B752, Newark NJ USA, 2006

B752, Newark NJ USA, 2006

Summary

On 28 October 2006, a Boeing 757-200 being flown by two experienced pilots but both with low hours on type was cleared to make a circling approach onto runway 29 at Newark in night VMC but lined up and landed without event on the parallel taxiway. They then did not report their error and ATC did not notice it after Airport Authority personnel who had observed it advised ATC accordingly, the pilots admitted their error.

Event Details
When
28/10/2006
Event Type
HF, RI
Day/Night
Night
Flight Conditions
VMC
Flight Details
Type of Flight
Public Transport (Passenger)
Flight Origin
Take-off Commenced
Yes
Flight Airborne
Yes
Flight Completed
Yes
Phase of Flight
Landing
Location
Location - Airport
Airport
General
Tag(s)
Circling Approach, Copilot less than 500 hours on Type, Event reporting non compliant
HF
Tag(s)
Manual Handling, Violation, Ineffective Monitoring - SIC as PF
RI
Tag(s)
Accepted ATC Clearance not followed
Outcome
Damage or injury
Yes
Non-aircraft damage
Yes
Non-occupant Casualties
No
Off Airport Landing
Yes
Ditching
Yes
Causal Factor Group(s)
Group(s)
Aircraft Operation
Safety Recommendation(s)
Group(s)
None Made
Investigation Type
Type
Independent

Description

On 28 October 2006, a Boeing 757-200 being operated by Continental Airlines on a scheduled passenger flight from Orlando FL to Newark made a landing at destination in night Visual Meteorological Conditions (VMC) on the parallel taxiway next to the runway for which landing clearance had been issued. The flight crew did not report their error and ATC did not notice it but staff of the Airport Operator had observed it and advised ATC accordingly, after which the flight crew admitted their error.

Investigation

An investigation was carried out by the National Transportation Safety Board (USA) (NTSB). It was established that the flight, with the First Officer as PF, had initially been assigned an ILS approach to Runway 22L at destination but were later, at altitude of approximately 8,000 - 9,000 feet, instructed that they should expect to "circle to land on runway 29." The First Officer disconnected the autopilot on intercepting the ILS 22L GS at an altitude of 3,000 feet continued towards the OM on the ILS Runway 22L approach before de-selecting the FD. By about 900 feet aal, the aircraft was lined up with what the First Officer took to be final approach for Runway 29. The Visual Approach Slope Indicator Systems was noted on the left side of the ‘runway’. Forward visibility was good in night VMC. Touchdown on the Taxiway ‘Z’ which is the parallel taxiway to the north of Runway 29, was normal and an eye witness noted that it occurred near the intersection between Taxiway ‘Z’ and Taxiway ‘R’. The aircraft commander reported that as the First Officer selected the thrust reversers, he realised that they had landed on the Taxiway and took control before taxiing to the gate. A Government Inspector advised that at the time of the landing, all lighting systems for runway 29 and taxiway Zulu were illuminated and operating normally.
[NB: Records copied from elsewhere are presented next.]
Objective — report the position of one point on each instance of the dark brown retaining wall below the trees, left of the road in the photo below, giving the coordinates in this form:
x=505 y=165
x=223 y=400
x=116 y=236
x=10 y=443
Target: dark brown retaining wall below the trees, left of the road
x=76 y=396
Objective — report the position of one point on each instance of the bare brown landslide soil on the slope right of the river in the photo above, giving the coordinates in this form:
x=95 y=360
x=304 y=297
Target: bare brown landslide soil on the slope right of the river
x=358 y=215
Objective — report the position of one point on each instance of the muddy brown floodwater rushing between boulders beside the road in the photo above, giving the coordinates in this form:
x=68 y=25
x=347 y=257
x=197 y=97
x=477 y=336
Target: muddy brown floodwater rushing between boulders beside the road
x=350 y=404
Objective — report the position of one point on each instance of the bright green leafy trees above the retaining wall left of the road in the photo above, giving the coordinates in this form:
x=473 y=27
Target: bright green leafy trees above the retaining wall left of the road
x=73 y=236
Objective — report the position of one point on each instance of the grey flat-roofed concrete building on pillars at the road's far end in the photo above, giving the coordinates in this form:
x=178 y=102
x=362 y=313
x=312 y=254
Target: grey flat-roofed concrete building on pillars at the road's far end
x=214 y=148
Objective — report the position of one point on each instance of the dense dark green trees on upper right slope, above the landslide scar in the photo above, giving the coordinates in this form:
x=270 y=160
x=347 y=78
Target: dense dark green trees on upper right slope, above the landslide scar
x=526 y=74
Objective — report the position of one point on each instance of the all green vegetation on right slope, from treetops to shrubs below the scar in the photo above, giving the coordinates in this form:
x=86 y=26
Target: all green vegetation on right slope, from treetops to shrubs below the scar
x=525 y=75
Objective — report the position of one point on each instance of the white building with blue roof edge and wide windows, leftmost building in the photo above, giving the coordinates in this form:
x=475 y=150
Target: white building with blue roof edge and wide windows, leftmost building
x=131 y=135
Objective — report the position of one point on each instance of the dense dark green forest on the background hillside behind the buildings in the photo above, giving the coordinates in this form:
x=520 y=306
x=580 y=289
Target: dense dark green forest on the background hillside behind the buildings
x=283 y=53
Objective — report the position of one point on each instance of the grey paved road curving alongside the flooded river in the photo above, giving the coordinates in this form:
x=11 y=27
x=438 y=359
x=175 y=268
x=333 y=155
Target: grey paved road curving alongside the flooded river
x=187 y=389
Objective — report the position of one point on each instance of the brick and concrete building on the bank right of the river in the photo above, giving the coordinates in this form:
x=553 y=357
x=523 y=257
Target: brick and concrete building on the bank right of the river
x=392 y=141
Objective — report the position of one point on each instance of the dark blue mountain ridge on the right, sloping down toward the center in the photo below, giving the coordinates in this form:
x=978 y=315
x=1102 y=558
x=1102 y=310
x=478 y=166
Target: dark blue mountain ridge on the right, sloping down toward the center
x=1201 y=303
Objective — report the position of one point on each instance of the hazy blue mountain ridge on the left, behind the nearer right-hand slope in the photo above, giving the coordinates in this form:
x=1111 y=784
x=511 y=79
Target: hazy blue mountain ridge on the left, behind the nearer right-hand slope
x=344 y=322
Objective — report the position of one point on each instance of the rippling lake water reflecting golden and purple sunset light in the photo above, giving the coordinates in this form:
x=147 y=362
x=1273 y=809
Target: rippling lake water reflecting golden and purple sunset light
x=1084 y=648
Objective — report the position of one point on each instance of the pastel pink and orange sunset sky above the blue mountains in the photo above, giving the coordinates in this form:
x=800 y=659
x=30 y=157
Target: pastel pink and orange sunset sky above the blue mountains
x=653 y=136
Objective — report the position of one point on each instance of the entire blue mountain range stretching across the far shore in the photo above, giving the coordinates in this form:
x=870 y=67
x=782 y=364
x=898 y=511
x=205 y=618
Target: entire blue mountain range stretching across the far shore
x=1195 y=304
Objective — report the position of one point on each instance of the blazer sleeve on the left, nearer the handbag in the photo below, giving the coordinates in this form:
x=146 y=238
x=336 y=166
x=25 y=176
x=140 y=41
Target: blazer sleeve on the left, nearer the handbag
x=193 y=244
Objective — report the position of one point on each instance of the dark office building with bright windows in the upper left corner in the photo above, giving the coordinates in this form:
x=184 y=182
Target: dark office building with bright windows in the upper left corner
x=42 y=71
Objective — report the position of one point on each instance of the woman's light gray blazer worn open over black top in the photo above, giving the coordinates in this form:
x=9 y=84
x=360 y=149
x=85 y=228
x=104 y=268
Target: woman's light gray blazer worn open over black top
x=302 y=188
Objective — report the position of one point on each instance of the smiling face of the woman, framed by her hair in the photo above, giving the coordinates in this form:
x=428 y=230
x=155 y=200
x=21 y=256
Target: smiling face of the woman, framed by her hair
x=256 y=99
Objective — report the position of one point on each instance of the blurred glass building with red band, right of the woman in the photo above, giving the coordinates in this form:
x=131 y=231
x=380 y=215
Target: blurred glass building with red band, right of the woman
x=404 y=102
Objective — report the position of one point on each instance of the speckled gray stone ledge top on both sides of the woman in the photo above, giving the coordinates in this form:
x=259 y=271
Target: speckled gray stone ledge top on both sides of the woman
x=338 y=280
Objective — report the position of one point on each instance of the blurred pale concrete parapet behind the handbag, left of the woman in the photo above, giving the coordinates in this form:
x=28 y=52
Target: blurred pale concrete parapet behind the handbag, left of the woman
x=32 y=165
It was noted that Runway 29 was a 2,100 metre long 46 metre wide asphalt runway, equipped with high-intensity runway edge lights (HIRL) which were set on minimum intensity at the time of the incident and that it also had Centerline and Runway End Identifier Lights, both of which were on at the time of the approach.

KEWR Airport Diagram, January 2005

The Runway 29 PAPI was located on the right hand side of the runway, as described in the AIPs entry. Taxiway ‘Z’ was a 23 metre wide concrete taxiway with green Centerline lights which were set to mid-intensity and blue reflective edge markers.

Both Flight crew were experienced generally but both had relatively low experience on type.

Probable Cause

The NTSB determined that the probable cause of the event was “The flight crew's misidentification of the parallel taxiway as the active runway, resulting in the flight crew executing a landing on the taxiway. Contributing was the night lighting conditions.”

The Final Report of the Investigation was approved on 31 March 2008 and may be seen at SKYbrary bookshelf: NYC07IA015

No Safety Recommendations were made.